Learning from students, teaching the teachers


These days I try to keep my mainly martial arts related work separate from work produced on this blog unless it concerns a book I am writing. Today I kind of broke that rule, as it is also being used to promote my second book "When Parents Aren't Around". Kwoklyn Wan, brother of famous TV fashion personality Gok Wan, is the martial arts entrapaneur behind the Martial Arts Festival or MAF UK, to be held in Leicester on 4th and 5th April. I was kindly invited to teach my Clubb Chimera Martial Arts system on two workshops at the event. The following is an article I wrote for the festival's programme, which will be featured opposite Gok Wan's work with Kidscape, an important children's charity raising awareness and dealing with child bullying.

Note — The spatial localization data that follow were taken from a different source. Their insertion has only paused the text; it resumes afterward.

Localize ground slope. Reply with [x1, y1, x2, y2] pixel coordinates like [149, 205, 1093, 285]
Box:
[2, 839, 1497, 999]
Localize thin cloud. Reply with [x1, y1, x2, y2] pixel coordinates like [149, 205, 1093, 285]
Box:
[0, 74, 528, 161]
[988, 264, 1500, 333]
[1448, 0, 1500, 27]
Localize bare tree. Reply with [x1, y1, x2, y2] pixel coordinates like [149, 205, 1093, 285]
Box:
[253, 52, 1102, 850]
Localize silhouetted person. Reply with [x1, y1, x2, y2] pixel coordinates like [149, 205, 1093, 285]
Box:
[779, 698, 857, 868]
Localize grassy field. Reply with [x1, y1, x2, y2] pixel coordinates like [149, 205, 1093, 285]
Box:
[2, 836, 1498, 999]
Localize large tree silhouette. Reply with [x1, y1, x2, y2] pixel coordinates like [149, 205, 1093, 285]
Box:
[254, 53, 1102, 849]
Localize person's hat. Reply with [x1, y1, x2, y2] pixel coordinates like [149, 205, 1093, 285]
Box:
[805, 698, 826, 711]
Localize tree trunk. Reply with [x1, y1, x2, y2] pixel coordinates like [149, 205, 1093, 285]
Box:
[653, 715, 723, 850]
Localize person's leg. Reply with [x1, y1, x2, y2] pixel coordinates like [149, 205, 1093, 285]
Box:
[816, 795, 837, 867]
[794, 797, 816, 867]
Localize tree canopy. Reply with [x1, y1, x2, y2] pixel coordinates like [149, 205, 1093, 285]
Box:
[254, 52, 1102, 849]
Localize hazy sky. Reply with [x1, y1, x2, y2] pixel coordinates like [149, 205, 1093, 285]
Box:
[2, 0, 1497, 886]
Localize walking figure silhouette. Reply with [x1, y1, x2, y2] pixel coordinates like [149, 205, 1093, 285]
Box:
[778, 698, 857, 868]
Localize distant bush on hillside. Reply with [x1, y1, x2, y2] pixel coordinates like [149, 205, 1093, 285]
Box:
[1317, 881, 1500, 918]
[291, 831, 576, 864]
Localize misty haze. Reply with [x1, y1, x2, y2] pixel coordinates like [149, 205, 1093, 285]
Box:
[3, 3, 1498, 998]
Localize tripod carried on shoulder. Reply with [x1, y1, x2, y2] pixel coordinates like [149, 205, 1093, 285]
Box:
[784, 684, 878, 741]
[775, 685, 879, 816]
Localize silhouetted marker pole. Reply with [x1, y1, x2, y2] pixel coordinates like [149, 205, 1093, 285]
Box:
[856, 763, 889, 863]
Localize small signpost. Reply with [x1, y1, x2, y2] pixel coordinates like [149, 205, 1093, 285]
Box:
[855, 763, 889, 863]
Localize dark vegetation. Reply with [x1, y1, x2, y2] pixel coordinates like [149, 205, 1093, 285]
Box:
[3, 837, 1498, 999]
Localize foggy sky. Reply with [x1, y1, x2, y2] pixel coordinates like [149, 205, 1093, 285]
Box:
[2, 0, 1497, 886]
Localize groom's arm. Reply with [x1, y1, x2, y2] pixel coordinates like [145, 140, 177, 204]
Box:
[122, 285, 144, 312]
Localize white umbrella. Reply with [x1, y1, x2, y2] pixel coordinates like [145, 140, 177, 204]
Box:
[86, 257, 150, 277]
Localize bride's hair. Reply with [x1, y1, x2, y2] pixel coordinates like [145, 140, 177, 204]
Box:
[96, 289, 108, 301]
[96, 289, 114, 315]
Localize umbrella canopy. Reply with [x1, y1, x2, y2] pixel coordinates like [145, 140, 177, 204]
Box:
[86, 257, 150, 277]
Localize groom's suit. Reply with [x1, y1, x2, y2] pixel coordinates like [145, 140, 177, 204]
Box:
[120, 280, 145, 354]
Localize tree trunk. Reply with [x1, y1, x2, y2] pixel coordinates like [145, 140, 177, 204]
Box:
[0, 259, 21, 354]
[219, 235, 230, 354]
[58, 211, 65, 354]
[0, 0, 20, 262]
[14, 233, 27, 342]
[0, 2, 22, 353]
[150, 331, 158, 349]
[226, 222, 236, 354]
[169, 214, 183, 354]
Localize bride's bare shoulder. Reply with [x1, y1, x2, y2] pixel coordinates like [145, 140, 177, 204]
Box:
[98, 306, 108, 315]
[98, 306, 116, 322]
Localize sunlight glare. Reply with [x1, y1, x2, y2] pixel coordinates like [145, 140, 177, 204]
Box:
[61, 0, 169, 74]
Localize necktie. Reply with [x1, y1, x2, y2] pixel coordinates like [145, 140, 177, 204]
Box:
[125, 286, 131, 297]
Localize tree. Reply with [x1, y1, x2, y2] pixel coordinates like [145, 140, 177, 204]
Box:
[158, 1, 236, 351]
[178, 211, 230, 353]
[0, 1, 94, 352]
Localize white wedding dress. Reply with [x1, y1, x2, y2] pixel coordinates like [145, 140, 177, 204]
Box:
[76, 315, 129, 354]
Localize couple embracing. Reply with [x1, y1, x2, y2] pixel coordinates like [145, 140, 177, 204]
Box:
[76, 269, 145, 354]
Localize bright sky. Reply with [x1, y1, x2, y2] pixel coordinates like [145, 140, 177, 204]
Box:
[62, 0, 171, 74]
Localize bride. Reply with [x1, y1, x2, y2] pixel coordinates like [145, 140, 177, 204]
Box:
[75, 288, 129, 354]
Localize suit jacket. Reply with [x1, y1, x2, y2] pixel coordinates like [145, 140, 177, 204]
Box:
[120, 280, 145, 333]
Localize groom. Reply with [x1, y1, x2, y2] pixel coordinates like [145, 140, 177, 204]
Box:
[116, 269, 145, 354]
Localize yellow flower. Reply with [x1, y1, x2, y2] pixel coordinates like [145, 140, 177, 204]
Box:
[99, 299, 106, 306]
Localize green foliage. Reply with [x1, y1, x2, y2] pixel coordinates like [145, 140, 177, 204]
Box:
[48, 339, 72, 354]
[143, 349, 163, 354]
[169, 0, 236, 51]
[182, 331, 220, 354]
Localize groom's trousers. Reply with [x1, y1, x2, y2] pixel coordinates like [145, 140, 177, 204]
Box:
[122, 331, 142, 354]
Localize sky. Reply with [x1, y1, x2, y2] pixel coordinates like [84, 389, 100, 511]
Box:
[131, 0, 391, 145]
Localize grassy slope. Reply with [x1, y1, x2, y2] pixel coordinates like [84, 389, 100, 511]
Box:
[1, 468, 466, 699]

The short article is a brief edit of the series I wrote a couple of years back for Martial Arts Illustrated. It describes how I learnt from teaching children how to get the best out of students. Martial arts are sadly often bound up in rituals and conveyor belt money-making schemes with little thought regarding how to get the most out of students. The focuse seems to be on those who made a success of a certain style and everything else is geared towards venerating and emulating the masters of old without considering the principles the art was founded on or the needs of those wishing to learn. At CCMA I have done my best not just to turn this outmoded method of teaching on its head, but also to bring it into alignment with other effective proactive teaching technologies.